Duty to Protect: Three Pillars to Prevent Four Crimes

A nation state’s responsibility to protect its population, known as the responsibility to protect, or RtoP, was the subject of a debate at the United Nations General Assembly in July. The global body had already affirmed the concept of RtoP at a meeting with almost 150 world leaders in 2005. RtoP is invoked in order to prevent four major crimes, namely, genocide, war crimes, ethnic cleansing and crimes against humanity. The July debate, the first on the subject at the U.N. since 2005, reflected the fact that not all member states agree on how to implement the concept in terms of the three pillars that support it.

Pillars one and two have received overall support from member states. The first pillar underscores the responsibility of nation states to protect their own people from violence that may arise from within, including preventing both the crimes themselves and the incitement to crime. The 1994 genocide in Rwanda, with an estimated one million slain, stands out as the most horrific example in recent decades of a state’s failure to uphold this pillar. Other tragedies like the Holocaust, the Khmer Rouge “killing fields” in Cambodia and the massacres in the former Yugoslavia also stand out as sources of shame.


The second pillar focuses on the responsibility of the international community to assist sovereign states that are struggling with impending violence within their borders, aiding them through capacity building and by establishing early-warning capabilities. Secretary-General Ban Ki-Moon noted in a July 21 report to the General Assembly, that “the world has underinvested in preventive capacities,” and had “failed to notice looming mass murder” in Rwanda and elsewhere. Such failures reflect what he termed both a “paucity of will” and a “vicious cycle of ...finger-pointing in the face of unfolding atrocities.” A lack of will and finger pointing have also contributed to the international community’s failure to stop the present-day mass violence that continues in Darfur, the Democratic Republic of the Congo and Somalia, the three most pressing unresolved conflicts, which are wreaking devastation on populations whose governments have failed to protect them.
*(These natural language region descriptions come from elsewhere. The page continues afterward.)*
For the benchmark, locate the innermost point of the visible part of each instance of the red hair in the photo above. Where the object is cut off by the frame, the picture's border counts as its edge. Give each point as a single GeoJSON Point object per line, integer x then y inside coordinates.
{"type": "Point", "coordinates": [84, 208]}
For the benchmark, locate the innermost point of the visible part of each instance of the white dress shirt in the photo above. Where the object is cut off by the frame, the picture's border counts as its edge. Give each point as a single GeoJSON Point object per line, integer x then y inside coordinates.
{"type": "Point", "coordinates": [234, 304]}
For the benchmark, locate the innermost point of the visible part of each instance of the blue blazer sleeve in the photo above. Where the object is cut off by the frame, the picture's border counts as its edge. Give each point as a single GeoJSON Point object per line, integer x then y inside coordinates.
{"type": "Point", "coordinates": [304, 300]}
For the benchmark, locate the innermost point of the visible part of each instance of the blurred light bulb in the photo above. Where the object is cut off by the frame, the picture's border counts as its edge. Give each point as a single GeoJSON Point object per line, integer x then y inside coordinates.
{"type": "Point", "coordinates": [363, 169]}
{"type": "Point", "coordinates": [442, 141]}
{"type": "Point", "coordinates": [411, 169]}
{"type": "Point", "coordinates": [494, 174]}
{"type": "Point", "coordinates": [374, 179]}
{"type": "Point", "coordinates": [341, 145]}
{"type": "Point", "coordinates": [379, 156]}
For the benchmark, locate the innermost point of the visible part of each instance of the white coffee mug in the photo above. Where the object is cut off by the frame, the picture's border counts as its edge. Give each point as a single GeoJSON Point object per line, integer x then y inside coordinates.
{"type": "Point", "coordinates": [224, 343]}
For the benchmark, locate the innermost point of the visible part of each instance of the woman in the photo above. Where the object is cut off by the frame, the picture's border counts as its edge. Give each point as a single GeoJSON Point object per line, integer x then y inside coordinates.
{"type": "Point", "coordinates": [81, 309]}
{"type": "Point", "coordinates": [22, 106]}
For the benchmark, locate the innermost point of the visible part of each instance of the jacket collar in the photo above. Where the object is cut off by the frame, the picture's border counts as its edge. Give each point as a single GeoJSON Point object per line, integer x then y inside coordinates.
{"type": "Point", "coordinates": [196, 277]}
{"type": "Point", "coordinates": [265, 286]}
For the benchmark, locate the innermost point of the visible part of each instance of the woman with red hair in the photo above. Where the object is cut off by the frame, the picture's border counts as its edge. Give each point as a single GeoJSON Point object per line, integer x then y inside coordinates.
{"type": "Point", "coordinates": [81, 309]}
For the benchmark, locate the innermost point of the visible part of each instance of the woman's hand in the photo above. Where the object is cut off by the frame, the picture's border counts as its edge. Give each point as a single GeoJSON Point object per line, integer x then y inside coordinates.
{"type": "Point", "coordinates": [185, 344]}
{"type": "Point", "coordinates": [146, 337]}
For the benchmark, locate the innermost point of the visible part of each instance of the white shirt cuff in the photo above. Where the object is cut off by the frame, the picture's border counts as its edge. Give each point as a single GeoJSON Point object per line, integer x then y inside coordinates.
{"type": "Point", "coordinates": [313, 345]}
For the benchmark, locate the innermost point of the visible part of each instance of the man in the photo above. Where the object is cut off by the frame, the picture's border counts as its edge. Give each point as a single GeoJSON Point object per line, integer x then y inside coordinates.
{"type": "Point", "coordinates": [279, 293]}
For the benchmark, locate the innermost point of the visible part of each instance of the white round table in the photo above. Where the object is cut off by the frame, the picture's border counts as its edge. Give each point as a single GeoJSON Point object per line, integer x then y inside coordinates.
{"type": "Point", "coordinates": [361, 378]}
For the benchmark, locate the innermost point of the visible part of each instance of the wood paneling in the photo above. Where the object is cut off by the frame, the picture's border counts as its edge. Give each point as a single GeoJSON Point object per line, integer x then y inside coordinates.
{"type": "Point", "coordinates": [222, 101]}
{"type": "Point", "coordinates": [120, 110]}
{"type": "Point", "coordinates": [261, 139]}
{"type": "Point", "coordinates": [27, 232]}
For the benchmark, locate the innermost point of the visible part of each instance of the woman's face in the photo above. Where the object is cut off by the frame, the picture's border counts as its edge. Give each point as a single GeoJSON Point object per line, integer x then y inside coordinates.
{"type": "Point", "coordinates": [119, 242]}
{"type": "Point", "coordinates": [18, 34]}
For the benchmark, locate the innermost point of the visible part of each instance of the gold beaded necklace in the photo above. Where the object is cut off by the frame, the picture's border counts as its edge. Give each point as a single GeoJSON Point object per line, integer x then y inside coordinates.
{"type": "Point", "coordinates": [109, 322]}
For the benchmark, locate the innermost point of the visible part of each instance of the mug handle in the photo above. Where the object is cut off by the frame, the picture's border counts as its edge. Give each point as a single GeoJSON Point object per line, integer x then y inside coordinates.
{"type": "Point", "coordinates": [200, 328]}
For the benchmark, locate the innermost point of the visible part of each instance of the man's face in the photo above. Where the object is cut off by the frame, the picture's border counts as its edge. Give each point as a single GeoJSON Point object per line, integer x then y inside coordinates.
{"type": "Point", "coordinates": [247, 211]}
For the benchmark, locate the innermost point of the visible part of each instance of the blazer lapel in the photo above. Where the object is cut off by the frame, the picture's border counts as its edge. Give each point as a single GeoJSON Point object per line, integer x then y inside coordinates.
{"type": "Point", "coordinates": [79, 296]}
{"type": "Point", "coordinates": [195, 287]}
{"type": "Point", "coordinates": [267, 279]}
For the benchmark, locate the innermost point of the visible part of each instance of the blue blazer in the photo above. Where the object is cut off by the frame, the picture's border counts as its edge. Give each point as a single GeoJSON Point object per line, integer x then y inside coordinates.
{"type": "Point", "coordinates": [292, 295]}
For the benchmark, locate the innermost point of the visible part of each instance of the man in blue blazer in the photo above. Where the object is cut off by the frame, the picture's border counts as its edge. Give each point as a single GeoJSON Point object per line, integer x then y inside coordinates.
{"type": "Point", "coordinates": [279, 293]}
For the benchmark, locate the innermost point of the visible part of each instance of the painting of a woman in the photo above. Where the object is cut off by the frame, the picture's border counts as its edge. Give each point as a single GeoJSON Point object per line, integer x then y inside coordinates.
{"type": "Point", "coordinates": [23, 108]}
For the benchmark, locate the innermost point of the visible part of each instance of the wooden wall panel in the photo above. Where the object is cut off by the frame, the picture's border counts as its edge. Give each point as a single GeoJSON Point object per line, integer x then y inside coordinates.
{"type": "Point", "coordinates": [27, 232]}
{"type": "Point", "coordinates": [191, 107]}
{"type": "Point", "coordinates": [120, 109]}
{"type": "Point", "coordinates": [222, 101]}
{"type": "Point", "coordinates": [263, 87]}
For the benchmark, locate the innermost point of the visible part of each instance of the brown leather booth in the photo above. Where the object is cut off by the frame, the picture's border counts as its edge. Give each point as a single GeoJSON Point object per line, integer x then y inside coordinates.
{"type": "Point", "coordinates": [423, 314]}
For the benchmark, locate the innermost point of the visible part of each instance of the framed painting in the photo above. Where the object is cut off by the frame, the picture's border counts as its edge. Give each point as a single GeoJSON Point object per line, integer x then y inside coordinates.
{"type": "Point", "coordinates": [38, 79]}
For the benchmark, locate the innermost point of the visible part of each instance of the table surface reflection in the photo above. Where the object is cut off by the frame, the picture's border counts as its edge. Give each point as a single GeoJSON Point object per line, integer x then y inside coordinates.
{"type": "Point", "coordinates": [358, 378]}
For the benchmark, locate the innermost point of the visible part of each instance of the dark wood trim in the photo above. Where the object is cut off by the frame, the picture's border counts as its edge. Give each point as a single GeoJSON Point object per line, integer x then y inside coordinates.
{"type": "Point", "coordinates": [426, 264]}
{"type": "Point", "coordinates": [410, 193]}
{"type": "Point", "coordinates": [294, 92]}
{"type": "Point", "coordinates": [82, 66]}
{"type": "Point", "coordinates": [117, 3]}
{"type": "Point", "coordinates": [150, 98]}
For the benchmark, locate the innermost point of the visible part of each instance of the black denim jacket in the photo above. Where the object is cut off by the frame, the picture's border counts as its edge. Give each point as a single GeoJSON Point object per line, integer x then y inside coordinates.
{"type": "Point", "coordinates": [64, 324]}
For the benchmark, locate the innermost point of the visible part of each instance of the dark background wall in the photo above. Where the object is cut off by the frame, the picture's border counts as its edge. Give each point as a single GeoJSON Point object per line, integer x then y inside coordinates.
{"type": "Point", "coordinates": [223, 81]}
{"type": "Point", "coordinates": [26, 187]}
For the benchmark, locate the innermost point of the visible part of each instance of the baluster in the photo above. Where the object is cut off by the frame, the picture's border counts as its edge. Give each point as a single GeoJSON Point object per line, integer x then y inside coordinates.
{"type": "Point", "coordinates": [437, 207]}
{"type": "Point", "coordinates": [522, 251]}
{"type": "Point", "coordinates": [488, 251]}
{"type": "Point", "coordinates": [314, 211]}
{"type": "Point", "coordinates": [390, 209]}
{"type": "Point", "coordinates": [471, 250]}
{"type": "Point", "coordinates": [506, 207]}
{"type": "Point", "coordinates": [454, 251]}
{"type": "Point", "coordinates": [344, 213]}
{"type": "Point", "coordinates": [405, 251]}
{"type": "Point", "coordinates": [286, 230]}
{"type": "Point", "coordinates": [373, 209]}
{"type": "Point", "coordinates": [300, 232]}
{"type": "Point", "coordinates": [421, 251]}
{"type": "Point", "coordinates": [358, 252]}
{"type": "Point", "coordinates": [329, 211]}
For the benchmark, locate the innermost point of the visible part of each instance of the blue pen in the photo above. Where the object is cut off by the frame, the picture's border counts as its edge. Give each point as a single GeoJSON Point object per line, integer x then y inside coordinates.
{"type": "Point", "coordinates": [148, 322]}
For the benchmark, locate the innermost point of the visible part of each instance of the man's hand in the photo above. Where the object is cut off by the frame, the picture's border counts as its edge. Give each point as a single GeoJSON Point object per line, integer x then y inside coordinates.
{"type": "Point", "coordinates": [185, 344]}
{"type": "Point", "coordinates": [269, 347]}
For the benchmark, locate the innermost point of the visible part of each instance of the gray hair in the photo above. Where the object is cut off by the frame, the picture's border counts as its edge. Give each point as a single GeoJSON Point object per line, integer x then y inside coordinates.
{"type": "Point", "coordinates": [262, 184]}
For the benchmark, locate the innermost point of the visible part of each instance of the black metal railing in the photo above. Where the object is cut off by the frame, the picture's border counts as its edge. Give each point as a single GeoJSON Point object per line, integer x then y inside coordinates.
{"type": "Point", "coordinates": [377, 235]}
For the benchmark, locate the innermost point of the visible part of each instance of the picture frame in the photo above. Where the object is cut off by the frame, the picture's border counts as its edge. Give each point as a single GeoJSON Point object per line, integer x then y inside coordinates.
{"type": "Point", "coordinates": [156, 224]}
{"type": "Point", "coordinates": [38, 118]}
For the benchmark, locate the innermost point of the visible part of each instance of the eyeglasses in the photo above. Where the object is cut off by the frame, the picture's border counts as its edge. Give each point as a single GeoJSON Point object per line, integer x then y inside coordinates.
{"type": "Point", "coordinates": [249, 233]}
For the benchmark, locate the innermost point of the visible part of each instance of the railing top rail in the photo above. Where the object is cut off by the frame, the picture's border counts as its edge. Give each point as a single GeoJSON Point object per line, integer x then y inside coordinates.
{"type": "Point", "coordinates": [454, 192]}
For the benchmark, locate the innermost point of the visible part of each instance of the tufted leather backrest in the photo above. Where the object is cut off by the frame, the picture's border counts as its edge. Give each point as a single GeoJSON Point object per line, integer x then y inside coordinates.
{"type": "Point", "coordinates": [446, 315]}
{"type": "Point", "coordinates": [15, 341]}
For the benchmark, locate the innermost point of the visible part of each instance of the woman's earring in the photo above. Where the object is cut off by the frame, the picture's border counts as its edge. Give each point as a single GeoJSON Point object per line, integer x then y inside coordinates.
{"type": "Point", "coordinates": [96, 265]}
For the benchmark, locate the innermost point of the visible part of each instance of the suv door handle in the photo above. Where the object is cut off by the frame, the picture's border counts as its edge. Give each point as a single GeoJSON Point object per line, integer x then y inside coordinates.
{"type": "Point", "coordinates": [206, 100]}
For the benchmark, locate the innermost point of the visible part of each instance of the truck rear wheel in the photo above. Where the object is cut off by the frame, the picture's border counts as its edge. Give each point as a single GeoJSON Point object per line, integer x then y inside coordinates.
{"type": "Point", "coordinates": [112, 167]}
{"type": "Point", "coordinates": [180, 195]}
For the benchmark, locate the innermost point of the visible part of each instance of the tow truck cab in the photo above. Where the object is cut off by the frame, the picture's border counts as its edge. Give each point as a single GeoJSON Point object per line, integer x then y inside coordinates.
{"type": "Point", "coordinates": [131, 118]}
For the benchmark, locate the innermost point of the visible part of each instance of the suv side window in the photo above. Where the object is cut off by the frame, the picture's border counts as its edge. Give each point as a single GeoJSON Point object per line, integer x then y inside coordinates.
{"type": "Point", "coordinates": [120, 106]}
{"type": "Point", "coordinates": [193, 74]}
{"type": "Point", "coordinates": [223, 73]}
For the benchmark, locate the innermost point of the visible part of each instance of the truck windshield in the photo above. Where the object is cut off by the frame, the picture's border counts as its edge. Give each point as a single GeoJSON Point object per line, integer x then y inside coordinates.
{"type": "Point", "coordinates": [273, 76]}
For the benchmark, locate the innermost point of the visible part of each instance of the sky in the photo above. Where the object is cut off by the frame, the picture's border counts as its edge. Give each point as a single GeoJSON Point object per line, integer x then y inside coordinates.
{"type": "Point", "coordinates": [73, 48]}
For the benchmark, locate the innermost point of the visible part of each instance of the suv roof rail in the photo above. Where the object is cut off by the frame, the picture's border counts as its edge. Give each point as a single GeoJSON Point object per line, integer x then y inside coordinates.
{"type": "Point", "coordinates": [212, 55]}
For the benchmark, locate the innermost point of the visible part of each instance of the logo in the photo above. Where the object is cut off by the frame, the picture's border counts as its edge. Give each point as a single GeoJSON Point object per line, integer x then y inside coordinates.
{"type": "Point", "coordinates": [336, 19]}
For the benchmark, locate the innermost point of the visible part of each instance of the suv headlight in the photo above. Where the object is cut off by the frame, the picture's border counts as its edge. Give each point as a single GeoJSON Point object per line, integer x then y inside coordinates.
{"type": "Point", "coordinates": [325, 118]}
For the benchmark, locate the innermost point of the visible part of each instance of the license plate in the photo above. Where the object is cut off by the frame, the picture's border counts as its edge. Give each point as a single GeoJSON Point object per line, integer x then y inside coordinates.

The third pillar of RtoP is more controversial. If a country fails to protect its own people, and all subsequent peaceful attempts by the international community to assist a people fail, then the RtoP principle permits the collective use of force under the authorization of the United Nations. A key issue revolves around who is using the force, and upon what populations, and whether the use of force is proportionate and clearly prescribed by the RtoP principle. Father Miguel d’Escoto Brockmann, president of the General Assembly, said on July 21 that recent events have engendered a “prevailing lack of trust among developing countries,” regarding any use of force by the developed countries. He cited Gaza as an example of an inappropriate use of force by Israel that inflicted numerous civilian deaths and seriously damaged the infrastructure of an already suffering population in the Middle East. Similarly, the American academician, Noam Chomsky, in a panel discussion before the General Assembly the same week, pointed out that Israel’s use of superior force had the backing of the United States, thereby compounding the damage inflicted. He also pointed out that early warning signs of impending humanitarian disasters tend to be ignored when they interfere with profit motives. He cited Eastern Congo as an even worse disaster than what is happening in Darfur, with western corporations “robbing” the region of valuable minerals. Western interests, Chomsky said, have done nothing to prevent this theft.

The very concept of RtoP stems from a positive view of sovereignty as responsibility. But past events like those in Rwanda and elsewhere, as well as ongoing conflicts in Darfur, the Democratic Republic of Congo and Somalia, show that this positive view of sovereignty is not shared by all. The three pillars of RtoP are not yet of equal length, and what lies on top therefore remains unbalanced. The answer may well lie, as Fr. D’Escoto Brockmann said in his opening statement, in the creation of “a more just and equal world order, including in the economic and social sense, as well as a [reformed] Security Council.” In the meantime, more needs to be done to build trust and to recognize that pillar three may provide the only solution to some otherwise intractable situations. As Desmond Tutu put it in an open letter to the member states, “if a state cannot or will not prevent or end these crimes, then the international community must...take decisive action ...by protecting vulnerable peoples when States are unwilling to do so.”

Most would not deny that the RtoP principle has been misused by powerful nation states. Susan Rice, the U.S. ambassador to the United Nations, has said that it had been inappropriately used in conflicts like the largely American-led invasion of Iraq. But there have been some notable victories. In his report, the Secretary-General spoke approvingly of the way in which the international community’s timely intervention in Kenya took place early enough to forestall further bloodshed after the disputed election of 2008. As he put it, “if the international community acts early enough, the choice need not be a stark one between doing nothing and using force.” Less than stark choices are now available, if the needed political will is brought to bear.